En France, le parcours d’un photographe comme Raymond Depardon, cité plus haut, a particulièrement illustré ce passage d’une culture de la photographie de presse et d’agences à celle de la photographie d’auteur : « Ce que je reproche aujourd’hui à certains photographes, expliquait-il en 2000, c’est de ne pas se considérer comme des auteurs. Ils ont toujours ce vieux complexe que je connais bien […], le complexe du photojournalisme. […] Être journaliste pour rendre compte d’une réalité. »

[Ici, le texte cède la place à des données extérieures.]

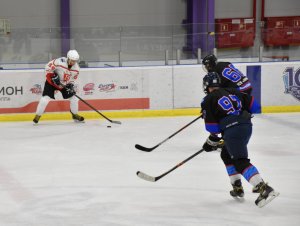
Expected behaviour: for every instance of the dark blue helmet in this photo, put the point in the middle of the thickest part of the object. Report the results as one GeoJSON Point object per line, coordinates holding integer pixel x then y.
{"type": "Point", "coordinates": [212, 79]}
{"type": "Point", "coordinates": [209, 62]}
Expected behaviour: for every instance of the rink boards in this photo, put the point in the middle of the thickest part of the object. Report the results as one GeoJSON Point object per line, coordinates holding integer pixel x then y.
{"type": "Point", "coordinates": [145, 91]}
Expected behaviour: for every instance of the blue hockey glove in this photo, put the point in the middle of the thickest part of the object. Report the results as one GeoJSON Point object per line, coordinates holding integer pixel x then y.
{"type": "Point", "coordinates": [212, 143]}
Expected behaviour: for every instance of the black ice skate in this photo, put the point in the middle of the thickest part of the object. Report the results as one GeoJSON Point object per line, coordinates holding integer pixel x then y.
{"type": "Point", "coordinates": [255, 189]}
{"type": "Point", "coordinates": [267, 194]}
{"type": "Point", "coordinates": [238, 191]}
{"type": "Point", "coordinates": [77, 118]}
{"type": "Point", "coordinates": [36, 119]}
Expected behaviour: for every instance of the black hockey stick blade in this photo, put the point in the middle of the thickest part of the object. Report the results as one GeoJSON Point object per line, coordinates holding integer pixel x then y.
{"type": "Point", "coordinates": [146, 177]}
{"type": "Point", "coordinates": [142, 148]}
{"type": "Point", "coordinates": [116, 122]}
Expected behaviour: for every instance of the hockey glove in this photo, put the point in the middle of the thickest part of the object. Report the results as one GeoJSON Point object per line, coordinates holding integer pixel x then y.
{"type": "Point", "coordinates": [55, 79]}
{"type": "Point", "coordinates": [70, 89]}
{"type": "Point", "coordinates": [211, 144]}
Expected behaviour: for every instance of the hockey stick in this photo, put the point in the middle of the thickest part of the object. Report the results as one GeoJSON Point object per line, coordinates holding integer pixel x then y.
{"type": "Point", "coordinates": [147, 177]}
{"type": "Point", "coordinates": [112, 121]}
{"type": "Point", "coordinates": [142, 148]}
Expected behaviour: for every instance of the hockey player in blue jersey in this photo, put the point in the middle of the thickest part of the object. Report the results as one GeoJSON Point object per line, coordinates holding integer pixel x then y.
{"type": "Point", "coordinates": [227, 111]}
{"type": "Point", "coordinates": [229, 75]}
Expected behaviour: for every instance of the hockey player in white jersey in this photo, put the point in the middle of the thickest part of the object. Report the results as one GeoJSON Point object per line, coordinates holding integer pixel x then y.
{"type": "Point", "coordinates": [61, 73]}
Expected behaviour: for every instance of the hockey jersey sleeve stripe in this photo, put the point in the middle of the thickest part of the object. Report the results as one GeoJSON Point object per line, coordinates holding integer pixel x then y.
{"type": "Point", "coordinates": [67, 68]}
{"type": "Point", "coordinates": [245, 86]}
{"type": "Point", "coordinates": [212, 127]}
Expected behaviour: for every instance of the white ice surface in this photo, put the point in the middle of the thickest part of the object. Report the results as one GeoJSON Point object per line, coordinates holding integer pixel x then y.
{"type": "Point", "coordinates": [60, 173]}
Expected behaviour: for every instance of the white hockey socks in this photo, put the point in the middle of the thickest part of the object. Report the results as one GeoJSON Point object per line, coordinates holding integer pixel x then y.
{"type": "Point", "coordinates": [42, 105]}
{"type": "Point", "coordinates": [74, 104]}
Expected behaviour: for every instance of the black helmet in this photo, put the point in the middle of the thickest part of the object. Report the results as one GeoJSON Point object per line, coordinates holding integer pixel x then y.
{"type": "Point", "coordinates": [212, 79]}
{"type": "Point", "coordinates": [209, 62]}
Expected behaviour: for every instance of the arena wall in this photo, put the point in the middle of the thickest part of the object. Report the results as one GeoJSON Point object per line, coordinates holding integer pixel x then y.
{"type": "Point", "coordinates": [145, 91]}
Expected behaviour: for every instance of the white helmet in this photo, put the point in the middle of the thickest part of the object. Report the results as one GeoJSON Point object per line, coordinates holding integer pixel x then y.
{"type": "Point", "coordinates": [73, 55]}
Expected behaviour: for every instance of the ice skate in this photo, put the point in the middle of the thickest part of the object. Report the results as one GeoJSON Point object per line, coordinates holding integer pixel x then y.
{"type": "Point", "coordinates": [77, 118]}
{"type": "Point", "coordinates": [238, 191]}
{"type": "Point", "coordinates": [267, 194]}
{"type": "Point", "coordinates": [36, 119]}
{"type": "Point", "coordinates": [255, 189]}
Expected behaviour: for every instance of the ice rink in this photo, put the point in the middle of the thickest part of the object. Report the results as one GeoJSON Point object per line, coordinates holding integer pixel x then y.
{"type": "Point", "coordinates": [61, 173]}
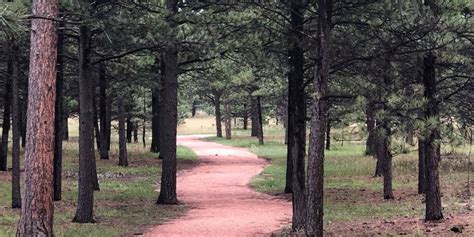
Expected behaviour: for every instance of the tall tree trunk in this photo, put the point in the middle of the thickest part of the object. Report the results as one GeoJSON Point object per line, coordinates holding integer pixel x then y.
{"type": "Point", "coordinates": [328, 135]}
{"type": "Point", "coordinates": [135, 132]}
{"type": "Point", "coordinates": [168, 123]}
{"type": "Point", "coordinates": [315, 181]}
{"type": "Point", "coordinates": [65, 124]}
{"type": "Point", "coordinates": [245, 118]}
{"type": "Point", "coordinates": [379, 162]}
{"type": "Point", "coordinates": [384, 131]}
{"type": "Point", "coordinates": [228, 121]}
{"type": "Point", "coordinates": [123, 159]}
{"type": "Point", "coordinates": [96, 121]}
{"type": "Point", "coordinates": [421, 167]}
{"type": "Point", "coordinates": [253, 117]}
{"type": "Point", "coordinates": [370, 122]}
{"type": "Point", "coordinates": [108, 120]}
{"type": "Point", "coordinates": [296, 149]}
{"type": "Point", "coordinates": [7, 103]}
{"type": "Point", "coordinates": [58, 119]}
{"type": "Point", "coordinates": [16, 194]}
{"type": "Point", "coordinates": [217, 105]}
{"type": "Point", "coordinates": [103, 84]}
{"type": "Point", "coordinates": [432, 142]}
{"type": "Point", "coordinates": [385, 157]}
{"type": "Point", "coordinates": [85, 200]}
{"type": "Point", "coordinates": [37, 209]}
{"type": "Point", "coordinates": [193, 109]}
{"type": "Point", "coordinates": [259, 121]}
{"type": "Point", "coordinates": [155, 120]}
{"type": "Point", "coordinates": [23, 107]}
{"type": "Point", "coordinates": [129, 129]}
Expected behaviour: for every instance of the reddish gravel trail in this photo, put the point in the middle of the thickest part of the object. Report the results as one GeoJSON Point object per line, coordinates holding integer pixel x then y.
{"type": "Point", "coordinates": [220, 201]}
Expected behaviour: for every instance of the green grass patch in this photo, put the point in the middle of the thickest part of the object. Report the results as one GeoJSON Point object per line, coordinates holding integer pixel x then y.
{"type": "Point", "coordinates": [350, 172]}
{"type": "Point", "coordinates": [125, 205]}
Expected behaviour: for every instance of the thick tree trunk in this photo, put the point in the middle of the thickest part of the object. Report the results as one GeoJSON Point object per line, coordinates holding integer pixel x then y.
{"type": "Point", "coordinates": [155, 120]}
{"type": "Point", "coordinates": [385, 158]}
{"type": "Point", "coordinates": [7, 103]}
{"type": "Point", "coordinates": [58, 120]}
{"type": "Point", "coordinates": [103, 84]}
{"type": "Point", "coordinates": [37, 206]}
{"type": "Point", "coordinates": [370, 122]}
{"type": "Point", "coordinates": [384, 155]}
{"type": "Point", "coordinates": [432, 142]}
{"type": "Point", "coordinates": [85, 200]}
{"type": "Point", "coordinates": [315, 181]}
{"type": "Point", "coordinates": [253, 117]}
{"type": "Point", "coordinates": [123, 159]}
{"type": "Point", "coordinates": [16, 194]}
{"type": "Point", "coordinates": [328, 135]}
{"type": "Point", "coordinates": [168, 123]}
{"type": "Point", "coordinates": [227, 121]}
{"type": "Point", "coordinates": [421, 167]}
{"type": "Point", "coordinates": [217, 105]}
{"type": "Point", "coordinates": [296, 149]}
{"type": "Point", "coordinates": [259, 121]}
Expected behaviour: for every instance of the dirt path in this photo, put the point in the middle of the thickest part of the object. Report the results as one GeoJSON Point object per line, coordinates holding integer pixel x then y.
{"type": "Point", "coordinates": [220, 201]}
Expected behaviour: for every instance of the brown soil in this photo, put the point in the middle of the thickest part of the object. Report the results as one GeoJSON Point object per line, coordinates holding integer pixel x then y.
{"type": "Point", "coordinates": [457, 224]}
{"type": "Point", "coordinates": [220, 201]}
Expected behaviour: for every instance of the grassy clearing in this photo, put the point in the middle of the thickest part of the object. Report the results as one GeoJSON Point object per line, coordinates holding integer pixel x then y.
{"type": "Point", "coordinates": [124, 205]}
{"type": "Point", "coordinates": [351, 191]}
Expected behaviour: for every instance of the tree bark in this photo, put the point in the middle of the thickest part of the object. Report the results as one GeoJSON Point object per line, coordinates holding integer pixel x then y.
{"type": "Point", "coordinates": [7, 103]}
{"type": "Point", "coordinates": [217, 105]}
{"type": "Point", "coordinates": [328, 135]}
{"type": "Point", "coordinates": [129, 129]}
{"type": "Point", "coordinates": [432, 142]}
{"type": "Point", "coordinates": [85, 200]}
{"type": "Point", "coordinates": [65, 124]}
{"type": "Point", "coordinates": [169, 121]}
{"type": "Point", "coordinates": [58, 120]}
{"type": "Point", "coordinates": [103, 84]}
{"type": "Point", "coordinates": [96, 121]}
{"type": "Point", "coordinates": [259, 121]}
{"type": "Point", "coordinates": [370, 122]}
{"type": "Point", "coordinates": [245, 118]}
{"type": "Point", "coordinates": [253, 117]}
{"type": "Point", "coordinates": [108, 120]}
{"type": "Point", "coordinates": [16, 193]}
{"type": "Point", "coordinates": [23, 107]}
{"type": "Point", "coordinates": [421, 167]}
{"type": "Point", "coordinates": [123, 159]}
{"type": "Point", "coordinates": [135, 132]}
{"type": "Point", "coordinates": [193, 109]}
{"type": "Point", "coordinates": [296, 149]}
{"type": "Point", "coordinates": [315, 181]}
{"type": "Point", "coordinates": [385, 158]}
{"type": "Point", "coordinates": [37, 209]}
{"type": "Point", "coordinates": [228, 121]}
{"type": "Point", "coordinates": [155, 121]}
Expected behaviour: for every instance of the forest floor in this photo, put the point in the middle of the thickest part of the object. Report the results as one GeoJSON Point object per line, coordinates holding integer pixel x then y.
{"type": "Point", "coordinates": [124, 206]}
{"type": "Point", "coordinates": [219, 198]}
{"type": "Point", "coordinates": [354, 205]}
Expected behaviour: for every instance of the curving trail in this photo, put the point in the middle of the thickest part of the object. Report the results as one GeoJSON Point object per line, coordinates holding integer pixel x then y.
{"type": "Point", "coordinates": [220, 201]}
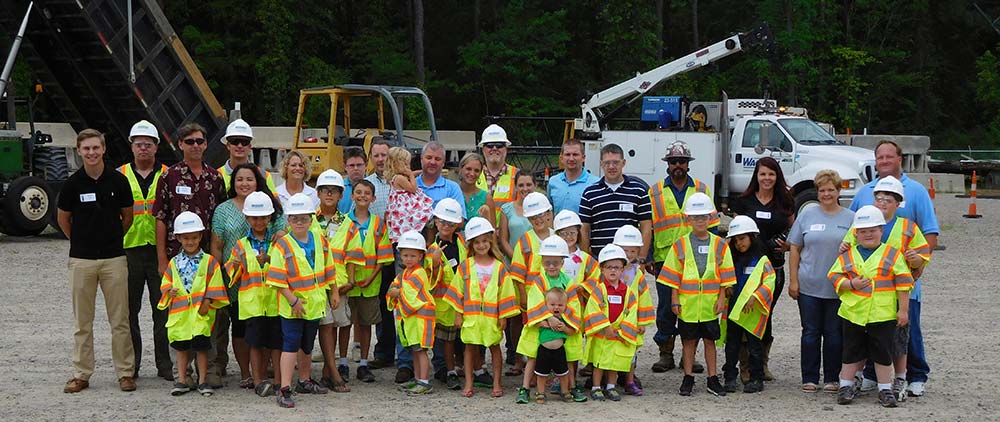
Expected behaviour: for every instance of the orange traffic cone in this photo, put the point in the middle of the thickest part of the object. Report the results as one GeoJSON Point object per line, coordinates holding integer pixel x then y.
{"type": "Point", "coordinates": [972, 205]}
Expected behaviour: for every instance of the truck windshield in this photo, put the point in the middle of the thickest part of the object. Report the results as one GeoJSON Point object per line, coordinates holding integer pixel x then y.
{"type": "Point", "coordinates": [806, 131]}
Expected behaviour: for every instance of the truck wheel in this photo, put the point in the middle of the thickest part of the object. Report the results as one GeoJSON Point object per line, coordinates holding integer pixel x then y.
{"type": "Point", "coordinates": [27, 206]}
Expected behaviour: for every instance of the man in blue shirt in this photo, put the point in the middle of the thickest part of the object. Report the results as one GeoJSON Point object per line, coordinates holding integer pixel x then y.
{"type": "Point", "coordinates": [565, 189]}
{"type": "Point", "coordinates": [918, 208]}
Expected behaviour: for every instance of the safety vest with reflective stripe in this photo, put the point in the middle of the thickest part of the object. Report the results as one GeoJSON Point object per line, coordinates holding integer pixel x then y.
{"type": "Point", "coordinates": [414, 309]}
{"type": "Point", "coordinates": [143, 229]}
{"type": "Point", "coordinates": [759, 287]}
{"type": "Point", "coordinates": [255, 297]}
{"type": "Point", "coordinates": [876, 303]}
{"type": "Point", "coordinates": [668, 216]}
{"type": "Point", "coordinates": [696, 293]}
{"type": "Point", "coordinates": [482, 309]}
{"type": "Point", "coordinates": [183, 320]}
{"type": "Point", "coordinates": [290, 269]}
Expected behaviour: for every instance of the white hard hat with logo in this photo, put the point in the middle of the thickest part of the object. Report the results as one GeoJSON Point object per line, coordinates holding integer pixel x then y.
{"type": "Point", "coordinates": [330, 177]}
{"type": "Point", "coordinates": [742, 224]}
{"type": "Point", "coordinates": [449, 210]}
{"type": "Point", "coordinates": [699, 204]}
{"type": "Point", "coordinates": [300, 204]}
{"type": "Point", "coordinates": [412, 240]}
{"type": "Point", "coordinates": [868, 216]}
{"type": "Point", "coordinates": [238, 127]}
{"type": "Point", "coordinates": [534, 204]}
{"type": "Point", "coordinates": [565, 219]}
{"type": "Point", "coordinates": [494, 133]}
{"type": "Point", "coordinates": [188, 222]}
{"type": "Point", "coordinates": [143, 128]}
{"type": "Point", "coordinates": [628, 235]}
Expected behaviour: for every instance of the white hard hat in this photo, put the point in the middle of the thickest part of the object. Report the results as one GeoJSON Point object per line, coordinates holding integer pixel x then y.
{"type": "Point", "coordinates": [412, 240]}
{"type": "Point", "coordinates": [449, 210]}
{"type": "Point", "coordinates": [610, 252]}
{"type": "Point", "coordinates": [494, 133]}
{"type": "Point", "coordinates": [534, 204]}
{"type": "Point", "coordinates": [477, 226]}
{"type": "Point", "coordinates": [300, 204]}
{"type": "Point", "coordinates": [889, 184]}
{"type": "Point", "coordinates": [258, 204]}
{"type": "Point", "coordinates": [868, 216]}
{"type": "Point", "coordinates": [566, 218]}
{"type": "Point", "coordinates": [554, 246]}
{"type": "Point", "coordinates": [742, 224]}
{"type": "Point", "coordinates": [330, 177]}
{"type": "Point", "coordinates": [628, 235]}
{"type": "Point", "coordinates": [238, 127]}
{"type": "Point", "coordinates": [699, 204]}
{"type": "Point", "coordinates": [143, 128]}
{"type": "Point", "coordinates": [188, 222]}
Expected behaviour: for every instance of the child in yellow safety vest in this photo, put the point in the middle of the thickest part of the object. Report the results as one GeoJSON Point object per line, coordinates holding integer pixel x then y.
{"type": "Point", "coordinates": [483, 297]}
{"type": "Point", "coordinates": [247, 267]}
{"type": "Point", "coordinates": [302, 269]}
{"type": "Point", "coordinates": [192, 289]}
{"type": "Point", "coordinates": [697, 268]}
{"type": "Point", "coordinates": [611, 324]}
{"type": "Point", "coordinates": [873, 280]}
{"type": "Point", "coordinates": [750, 302]}
{"type": "Point", "coordinates": [413, 305]}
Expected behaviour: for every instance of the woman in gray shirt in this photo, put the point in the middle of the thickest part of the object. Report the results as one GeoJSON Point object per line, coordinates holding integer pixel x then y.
{"type": "Point", "coordinates": [815, 239]}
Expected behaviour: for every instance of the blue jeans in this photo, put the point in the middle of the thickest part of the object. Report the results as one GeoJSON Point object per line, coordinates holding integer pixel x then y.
{"type": "Point", "coordinates": [821, 338]}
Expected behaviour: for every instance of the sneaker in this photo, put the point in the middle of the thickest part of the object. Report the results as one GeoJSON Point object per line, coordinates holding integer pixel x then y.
{"type": "Point", "coordinates": [310, 387]}
{"type": "Point", "coordinates": [285, 398]}
{"type": "Point", "coordinates": [687, 385]}
{"type": "Point", "coordinates": [887, 398]}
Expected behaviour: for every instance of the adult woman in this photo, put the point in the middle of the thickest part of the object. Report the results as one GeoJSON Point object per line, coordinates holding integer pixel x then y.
{"type": "Point", "coordinates": [228, 226]}
{"type": "Point", "coordinates": [295, 170]}
{"type": "Point", "coordinates": [768, 201]}
{"type": "Point", "coordinates": [815, 240]}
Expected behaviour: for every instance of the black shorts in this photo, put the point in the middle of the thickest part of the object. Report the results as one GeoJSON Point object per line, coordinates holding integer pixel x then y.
{"type": "Point", "coordinates": [263, 332]}
{"type": "Point", "coordinates": [708, 330]}
{"type": "Point", "coordinates": [551, 361]}
{"type": "Point", "coordinates": [196, 344]}
{"type": "Point", "coordinates": [873, 341]}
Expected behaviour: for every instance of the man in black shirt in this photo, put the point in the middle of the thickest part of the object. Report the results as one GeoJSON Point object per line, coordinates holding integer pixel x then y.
{"type": "Point", "coordinates": [95, 211]}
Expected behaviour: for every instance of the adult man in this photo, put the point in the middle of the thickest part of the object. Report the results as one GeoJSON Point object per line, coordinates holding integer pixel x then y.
{"type": "Point", "coordinates": [143, 173]}
{"type": "Point", "coordinates": [238, 139]}
{"type": "Point", "coordinates": [95, 211]}
{"type": "Point", "coordinates": [565, 189]}
{"type": "Point", "coordinates": [189, 185]}
{"type": "Point", "coordinates": [917, 208]}
{"type": "Point", "coordinates": [668, 198]}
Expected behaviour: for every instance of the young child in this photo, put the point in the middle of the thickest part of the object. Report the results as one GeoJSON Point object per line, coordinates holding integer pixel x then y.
{"type": "Point", "coordinates": [247, 265]}
{"type": "Point", "coordinates": [302, 269]}
{"type": "Point", "coordinates": [410, 299]}
{"type": "Point", "coordinates": [483, 297]}
{"type": "Point", "coordinates": [612, 327]}
{"type": "Point", "coordinates": [335, 326]}
{"type": "Point", "coordinates": [749, 304]}
{"type": "Point", "coordinates": [192, 289]}
{"type": "Point", "coordinates": [697, 268]}
{"type": "Point", "coordinates": [873, 280]}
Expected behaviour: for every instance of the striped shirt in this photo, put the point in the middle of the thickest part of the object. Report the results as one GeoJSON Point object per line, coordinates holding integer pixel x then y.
{"type": "Point", "coordinates": [607, 209]}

Les thèmes de l’intime et de la célébrité dans la photographie
Le thème de l’intime colle à l’œuvre d’Hugues Vassal, et l’on peut rapprocher cela de la démarche du photographe Jacques Henri Lartigue, qui restitue dans les Années folles l’atmosphère de l’entre-deux guerres : succession de fêtes, de villégiatures et de rencontres avec des personnalités mondaines et artistiques qui deviennent bien souvent ses amis intimes. Comme lui, Hugues Vassal pratique la photographie de façon instinctive, spontanée . Aussi, la photographie de célébrités est l’une des caractéristiques du travail d’Hugues Vassal, notamment par son regard sur l’intime. La sociologue Nathalie Heinich a exploré le rapport du médium à la constitution de la célébrité : « L’invention puis l’expansion à grande échelle du portrait photographique a profondément bouleversé les modalités traditionnelles de la célébrité. »
Simple et engageant, comme l’ont considéré tant de personnalités, Hugues Vassal semble n’avoir jamais changé. Son œuvre parle pour lui.